I wasn't any better this morning so I had to take another day from work. The worst part of fibromyalgia is the guilt from having to let people down. The itching is down to a dull roar so I should be good to go to work tomorrow. I still feel awful, but I should be able to wear clothes without being stoned on Benadryl, and that's all that's necessary.
The flag issue rages on. Today I heard what I've been expecting and dreading. The NAACP is petitioning to have the carvings on Stone Mountain destroyed. First of all, you don't destroy art because of politics. The parallel with ISIS is obvious. Second, you can't change history by removing all evidence of it. And third, I grew up climbing that mountain. If it comes to that, I'll be standing in front of it. They'll have to go through me.
And that takes me to politics. I have officially renounced my lifelong liberal Democrat position. It's not so much that my position has changed. I still stand where I always have. The political spectrum has moved under me like tectonic plates. Everything has gone so far left that I can't recognize it anymore. The party that stood for civil rights and equal opportunity has transformed into a liberal fascism, a tyranny of political correctness, where the rights of the majority are sacrificed to meet the demands of every minority and there is no absolute truth.

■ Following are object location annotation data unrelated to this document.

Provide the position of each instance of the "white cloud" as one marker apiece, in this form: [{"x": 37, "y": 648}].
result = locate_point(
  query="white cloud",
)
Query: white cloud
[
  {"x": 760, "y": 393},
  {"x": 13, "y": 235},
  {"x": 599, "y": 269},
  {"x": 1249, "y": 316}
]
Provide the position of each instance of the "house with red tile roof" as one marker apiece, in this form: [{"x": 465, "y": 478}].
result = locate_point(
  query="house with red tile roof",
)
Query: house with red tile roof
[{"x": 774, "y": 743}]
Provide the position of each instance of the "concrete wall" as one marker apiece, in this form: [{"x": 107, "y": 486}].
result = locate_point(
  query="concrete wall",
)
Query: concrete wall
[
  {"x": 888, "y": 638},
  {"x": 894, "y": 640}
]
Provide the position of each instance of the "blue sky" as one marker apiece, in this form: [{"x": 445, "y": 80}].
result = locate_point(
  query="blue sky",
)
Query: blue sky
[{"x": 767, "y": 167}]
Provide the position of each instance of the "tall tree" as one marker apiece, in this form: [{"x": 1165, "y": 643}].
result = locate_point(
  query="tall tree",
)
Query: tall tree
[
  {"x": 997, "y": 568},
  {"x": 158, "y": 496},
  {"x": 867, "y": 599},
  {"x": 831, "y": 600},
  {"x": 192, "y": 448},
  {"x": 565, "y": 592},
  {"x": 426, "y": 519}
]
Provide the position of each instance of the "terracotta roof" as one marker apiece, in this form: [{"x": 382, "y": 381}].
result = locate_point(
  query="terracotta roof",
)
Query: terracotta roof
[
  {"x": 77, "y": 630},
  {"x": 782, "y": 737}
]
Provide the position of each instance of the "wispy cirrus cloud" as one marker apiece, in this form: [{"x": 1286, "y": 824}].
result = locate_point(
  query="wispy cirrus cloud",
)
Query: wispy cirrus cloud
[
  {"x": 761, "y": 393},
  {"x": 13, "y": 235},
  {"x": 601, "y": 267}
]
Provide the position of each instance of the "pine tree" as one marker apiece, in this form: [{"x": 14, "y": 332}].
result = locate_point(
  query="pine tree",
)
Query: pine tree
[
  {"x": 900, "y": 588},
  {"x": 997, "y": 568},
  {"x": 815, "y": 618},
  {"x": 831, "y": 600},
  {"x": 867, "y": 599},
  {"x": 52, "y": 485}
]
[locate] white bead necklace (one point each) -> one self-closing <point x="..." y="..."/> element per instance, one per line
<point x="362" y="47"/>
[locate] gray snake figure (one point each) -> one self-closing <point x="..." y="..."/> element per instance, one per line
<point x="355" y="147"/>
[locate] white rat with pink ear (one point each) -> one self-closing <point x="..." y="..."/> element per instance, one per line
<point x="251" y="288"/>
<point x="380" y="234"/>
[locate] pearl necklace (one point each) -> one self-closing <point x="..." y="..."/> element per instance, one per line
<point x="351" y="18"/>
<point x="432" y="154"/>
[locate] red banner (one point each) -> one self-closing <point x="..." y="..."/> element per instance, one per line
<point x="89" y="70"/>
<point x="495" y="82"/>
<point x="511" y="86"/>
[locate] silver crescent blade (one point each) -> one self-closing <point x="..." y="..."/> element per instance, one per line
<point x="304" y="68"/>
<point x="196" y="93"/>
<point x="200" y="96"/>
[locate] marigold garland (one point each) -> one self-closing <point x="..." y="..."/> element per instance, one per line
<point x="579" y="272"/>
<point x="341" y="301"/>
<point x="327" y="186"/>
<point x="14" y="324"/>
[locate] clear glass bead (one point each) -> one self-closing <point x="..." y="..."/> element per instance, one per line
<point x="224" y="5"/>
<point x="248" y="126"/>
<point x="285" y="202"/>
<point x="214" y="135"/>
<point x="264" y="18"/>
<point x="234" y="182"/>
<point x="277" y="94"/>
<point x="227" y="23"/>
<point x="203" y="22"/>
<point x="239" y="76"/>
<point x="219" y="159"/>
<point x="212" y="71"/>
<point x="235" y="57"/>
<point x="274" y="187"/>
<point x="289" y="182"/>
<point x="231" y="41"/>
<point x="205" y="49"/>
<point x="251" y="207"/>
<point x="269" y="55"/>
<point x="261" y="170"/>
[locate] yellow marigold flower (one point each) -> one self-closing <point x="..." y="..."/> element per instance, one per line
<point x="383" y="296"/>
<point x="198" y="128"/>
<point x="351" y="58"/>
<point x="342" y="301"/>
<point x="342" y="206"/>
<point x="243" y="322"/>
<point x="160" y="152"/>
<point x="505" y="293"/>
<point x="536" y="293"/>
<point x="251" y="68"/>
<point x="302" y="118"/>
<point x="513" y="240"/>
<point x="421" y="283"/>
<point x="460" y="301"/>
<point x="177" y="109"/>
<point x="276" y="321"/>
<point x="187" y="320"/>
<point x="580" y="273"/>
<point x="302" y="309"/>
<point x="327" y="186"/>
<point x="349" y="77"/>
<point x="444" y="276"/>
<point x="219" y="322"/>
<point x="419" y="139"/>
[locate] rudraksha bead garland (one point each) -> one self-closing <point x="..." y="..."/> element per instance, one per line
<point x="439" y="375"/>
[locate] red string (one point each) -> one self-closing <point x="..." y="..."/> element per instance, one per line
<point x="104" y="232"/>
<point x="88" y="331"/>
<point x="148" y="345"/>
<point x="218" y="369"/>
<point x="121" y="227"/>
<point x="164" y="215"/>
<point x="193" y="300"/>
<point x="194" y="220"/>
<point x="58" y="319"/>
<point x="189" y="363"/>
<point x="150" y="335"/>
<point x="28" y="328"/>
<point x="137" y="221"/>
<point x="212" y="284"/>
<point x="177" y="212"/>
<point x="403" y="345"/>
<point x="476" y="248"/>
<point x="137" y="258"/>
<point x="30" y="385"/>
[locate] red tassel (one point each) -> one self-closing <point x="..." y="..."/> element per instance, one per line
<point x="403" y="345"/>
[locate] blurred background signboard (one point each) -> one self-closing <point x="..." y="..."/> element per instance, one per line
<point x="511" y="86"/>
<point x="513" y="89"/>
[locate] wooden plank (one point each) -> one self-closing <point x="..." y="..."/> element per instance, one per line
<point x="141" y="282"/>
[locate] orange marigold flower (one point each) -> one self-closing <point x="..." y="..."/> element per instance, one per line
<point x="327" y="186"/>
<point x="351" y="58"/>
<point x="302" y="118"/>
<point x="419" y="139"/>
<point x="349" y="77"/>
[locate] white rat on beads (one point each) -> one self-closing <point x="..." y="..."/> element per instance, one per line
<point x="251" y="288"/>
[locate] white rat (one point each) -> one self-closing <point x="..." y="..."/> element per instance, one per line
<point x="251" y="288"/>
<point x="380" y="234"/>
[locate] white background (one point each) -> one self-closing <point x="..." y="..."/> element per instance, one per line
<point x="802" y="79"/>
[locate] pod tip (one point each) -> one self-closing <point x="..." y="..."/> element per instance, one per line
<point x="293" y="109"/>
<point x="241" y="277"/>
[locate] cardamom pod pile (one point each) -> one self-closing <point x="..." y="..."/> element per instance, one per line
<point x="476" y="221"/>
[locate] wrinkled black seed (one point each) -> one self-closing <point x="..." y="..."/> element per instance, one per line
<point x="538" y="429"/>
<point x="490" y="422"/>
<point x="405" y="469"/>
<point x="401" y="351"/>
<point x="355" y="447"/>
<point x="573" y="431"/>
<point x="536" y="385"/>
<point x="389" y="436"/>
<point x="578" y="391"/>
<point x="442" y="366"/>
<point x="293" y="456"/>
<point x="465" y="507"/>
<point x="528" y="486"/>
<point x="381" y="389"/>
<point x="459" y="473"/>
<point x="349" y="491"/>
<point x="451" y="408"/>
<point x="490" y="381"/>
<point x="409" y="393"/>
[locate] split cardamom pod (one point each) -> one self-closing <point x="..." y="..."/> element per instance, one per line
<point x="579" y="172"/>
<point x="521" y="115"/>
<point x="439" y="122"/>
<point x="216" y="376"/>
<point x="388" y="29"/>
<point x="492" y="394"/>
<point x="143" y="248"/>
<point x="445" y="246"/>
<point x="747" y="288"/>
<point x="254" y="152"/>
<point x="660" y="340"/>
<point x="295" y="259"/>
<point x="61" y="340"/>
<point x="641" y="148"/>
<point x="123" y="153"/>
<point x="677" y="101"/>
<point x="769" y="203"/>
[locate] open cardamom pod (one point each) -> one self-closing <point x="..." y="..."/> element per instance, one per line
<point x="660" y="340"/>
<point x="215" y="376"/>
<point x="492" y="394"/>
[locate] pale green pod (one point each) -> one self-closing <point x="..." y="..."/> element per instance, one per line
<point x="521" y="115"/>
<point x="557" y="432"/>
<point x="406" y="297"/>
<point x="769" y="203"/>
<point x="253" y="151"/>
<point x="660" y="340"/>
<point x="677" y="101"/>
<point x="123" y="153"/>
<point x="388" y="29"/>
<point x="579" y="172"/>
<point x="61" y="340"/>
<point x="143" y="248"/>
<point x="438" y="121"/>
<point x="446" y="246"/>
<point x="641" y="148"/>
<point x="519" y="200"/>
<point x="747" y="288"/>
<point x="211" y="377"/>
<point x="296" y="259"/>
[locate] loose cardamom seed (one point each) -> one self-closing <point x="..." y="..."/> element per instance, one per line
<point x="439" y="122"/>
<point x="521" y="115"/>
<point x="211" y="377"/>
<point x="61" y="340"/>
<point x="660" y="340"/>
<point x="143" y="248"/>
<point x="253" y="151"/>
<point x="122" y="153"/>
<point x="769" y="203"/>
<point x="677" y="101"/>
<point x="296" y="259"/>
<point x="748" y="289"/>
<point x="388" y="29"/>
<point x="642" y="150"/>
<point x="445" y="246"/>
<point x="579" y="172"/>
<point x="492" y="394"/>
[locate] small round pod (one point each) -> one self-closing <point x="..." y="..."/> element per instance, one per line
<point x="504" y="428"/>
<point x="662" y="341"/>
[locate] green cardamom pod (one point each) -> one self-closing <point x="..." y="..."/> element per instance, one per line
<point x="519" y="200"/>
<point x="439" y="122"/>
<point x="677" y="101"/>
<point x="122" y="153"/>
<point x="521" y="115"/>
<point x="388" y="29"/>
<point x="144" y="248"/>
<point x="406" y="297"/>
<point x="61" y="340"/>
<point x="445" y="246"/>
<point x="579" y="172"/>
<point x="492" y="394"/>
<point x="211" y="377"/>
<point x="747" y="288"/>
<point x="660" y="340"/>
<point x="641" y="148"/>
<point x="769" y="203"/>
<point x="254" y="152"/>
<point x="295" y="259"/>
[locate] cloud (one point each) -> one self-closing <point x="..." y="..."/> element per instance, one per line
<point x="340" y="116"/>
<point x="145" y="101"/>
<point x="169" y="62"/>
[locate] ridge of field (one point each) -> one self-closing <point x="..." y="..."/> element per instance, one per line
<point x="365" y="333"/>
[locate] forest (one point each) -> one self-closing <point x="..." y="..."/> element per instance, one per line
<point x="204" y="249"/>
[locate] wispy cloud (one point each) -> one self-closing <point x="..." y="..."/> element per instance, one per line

True to my political youth, I will not go quietly. I'm quite prepared to build my rain barrel and paint a Confederate flag on the side of it. I'll help man the barricades at Stone Mountain. And I'll drink raw milk if I want to, by golly. I've marched for civil rights and the Red River Gorge. Now it's raw milk and rain barrels and the flag - another kind of civil rights, another level of freedom, this time from a government that seeks to micromanage every aspect of my life. A pox upon them.
There's an election coming up and I am without a party. I'm not the only one; there is a great shift going on. I have yet to see a candidate who doesn't scare me. Heck, I have yet to see a party that doesn't. For the first time in my life, I'm afraid for the Constitution. Where is the barricade for that?
Please pray for all of us, and for this next election. And for Stone Mountain. Pray for the return of sanity. It's madness down here.